When we first start designing Rails (or other framework) appliciations we encounter typical has_many and belongs_to relationships. User has_many Articles and Article belongs_to User.

class User
  has_many :articles
end
class Article
  belongs_to :user
end

A more complex design is has_and_belongs_to_many. User can have many Articles and Article can be owned by many Users. Using Mongoid we can model it like this:

class User
  has_and_belongs_to_many :articles
end
# { "_id" : ObjectId("..."), "article_ids" : [ObjectId("...")], ... }
class Article
  has_and_belongs_to_many :users
end
# { "_id" : ObjectId("..."), "user_ids" : [ObjectId("...")], ... }

Relationship IDs are stored in arrays on both sides. If you are using a SQL DB you will need to create article_user mapping table.
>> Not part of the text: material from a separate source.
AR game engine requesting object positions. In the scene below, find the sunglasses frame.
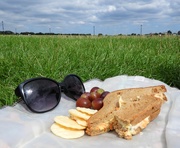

Another advanced use case is polymorphic associations. Here is a good RailsCast.

class User
  has_many :articles, as: :author
end
class Organization
  has_many :articles, as: :author
end
class Article
  belongs_to :author, polymorphic: true
  # has author_id and author_type (User or Organization)
end

I recently had to combine both polymorphic and has_and_belongs_to_many relationship between different models in our Mongo DB. The challenge is that when I store relationship IDs in array with the record, I cannot define the relationship_type. Solution is to go with mapping table and define polymorphic relationship there.

# extract common code for User and Organization to app/models/concerns/
module ArticleAuthorMap
  extend ActiveSupport::Concern
  included do
    has_many :article_authors, as: :author
  end
  def articles
    article_authors.map(&:article)
  end
end
class User
  include ArticleAuthorMap
end
class Organization
  include ArticleAuthorMap
end
class Article
  has_many :article_authors
  def authors
    article_authors.map(&:author)
  end
end
class ArticleAuthor
  belongs_to :article
  belongs_to :author, polymorphic: true
end

You can do article.authors, user.articles and organization.articles. In retrospect the solution was fairly straightforward but I could not find any examples online so I decided to write my own blog post.